Waukesha Water Utility Taking Great Lakes Project to National Politicians
Waukesha will seek $50 million in grants for Lake Michigan water project.
Could Waukesha get federal funding to help build its pipeline to Oak Creek to purchase Lake Michigan water?
Waukesha Water Utility General Manager Dan Duchniak will soon travel to Washington, D.C., to meet with top Wisconsin political figures as the city will seek $50 million in grants, according to the Milwaukee Journal Sentinel.
Waukesha Water Utility staff have frequently said they will seek grants as they work on a massive project addressing Waukesha’s water quality.
Waukesha is planning a $183 million pipeline to Oak Creek to address problems with its declining water quality and water supply.
The Waukesha Water Utility spent a year-and-a-half in negotiations with Oak Creek and Racine over getting Lake Michigan water. Waukesha still faces a long climb to get Lake Michigan water, including gaining approval from all Great Lakes states. The application remains pending with the Wisconsin Department of Natural Resources after nearly three years.

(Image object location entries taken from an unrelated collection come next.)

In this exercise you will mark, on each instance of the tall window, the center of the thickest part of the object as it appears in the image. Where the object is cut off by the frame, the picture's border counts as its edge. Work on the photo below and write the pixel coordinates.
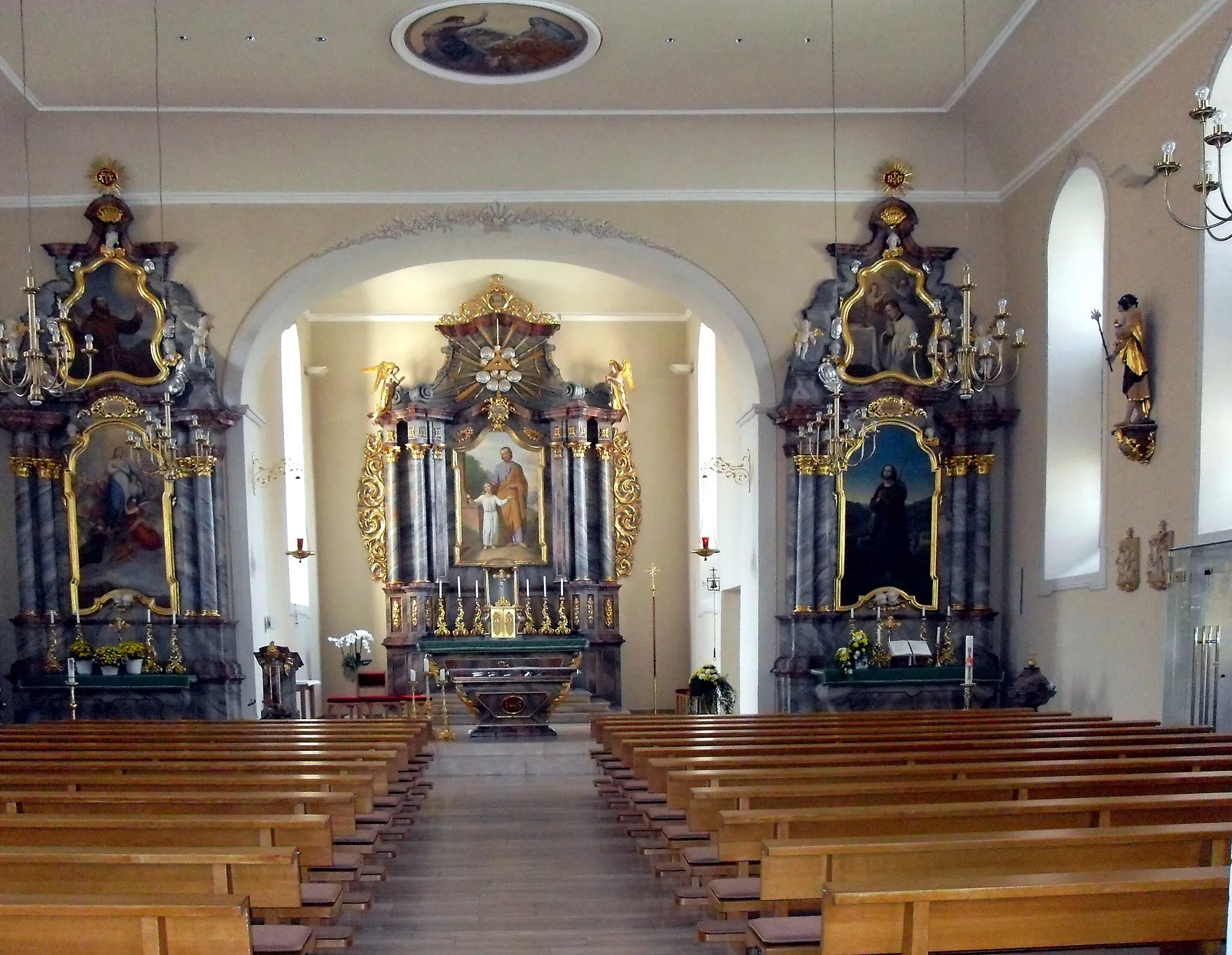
(707, 429)
(1073, 552)
(1214, 518)
(294, 453)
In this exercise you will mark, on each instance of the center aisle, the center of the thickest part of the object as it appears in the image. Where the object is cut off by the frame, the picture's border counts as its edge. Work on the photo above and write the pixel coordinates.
(523, 864)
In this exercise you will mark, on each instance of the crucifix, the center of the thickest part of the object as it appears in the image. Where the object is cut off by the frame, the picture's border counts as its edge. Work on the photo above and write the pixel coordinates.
(654, 640)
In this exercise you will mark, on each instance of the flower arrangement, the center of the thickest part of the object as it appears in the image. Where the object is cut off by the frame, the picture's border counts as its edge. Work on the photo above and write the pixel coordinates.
(132, 650)
(710, 691)
(110, 656)
(354, 646)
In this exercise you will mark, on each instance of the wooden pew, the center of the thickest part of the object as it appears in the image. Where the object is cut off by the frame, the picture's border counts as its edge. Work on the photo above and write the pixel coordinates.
(1027, 911)
(121, 926)
(742, 832)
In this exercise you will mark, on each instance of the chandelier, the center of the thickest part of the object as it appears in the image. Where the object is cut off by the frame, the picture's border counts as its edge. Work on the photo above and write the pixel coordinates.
(1212, 176)
(962, 357)
(42, 368)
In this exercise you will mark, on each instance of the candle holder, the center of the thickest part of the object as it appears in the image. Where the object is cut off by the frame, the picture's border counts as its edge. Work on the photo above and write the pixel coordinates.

Waukesha is outside of the Great Lakes Basin but is in a community within a county that straddles the Great Lakes Basin, which requires Waukesha to return Lake Michigan water to the Great Lakes. It also requires approval by all Great Lakes states under the terms of the Great Lakes Compact.
Waukesha is forced to either treat or replace its water supply by 2018 because radium levels have put the city's water supply out of legal compliance. The city's wells also face problems with declining water quality due to arsenic and saltwater and with a limited groundwater supply.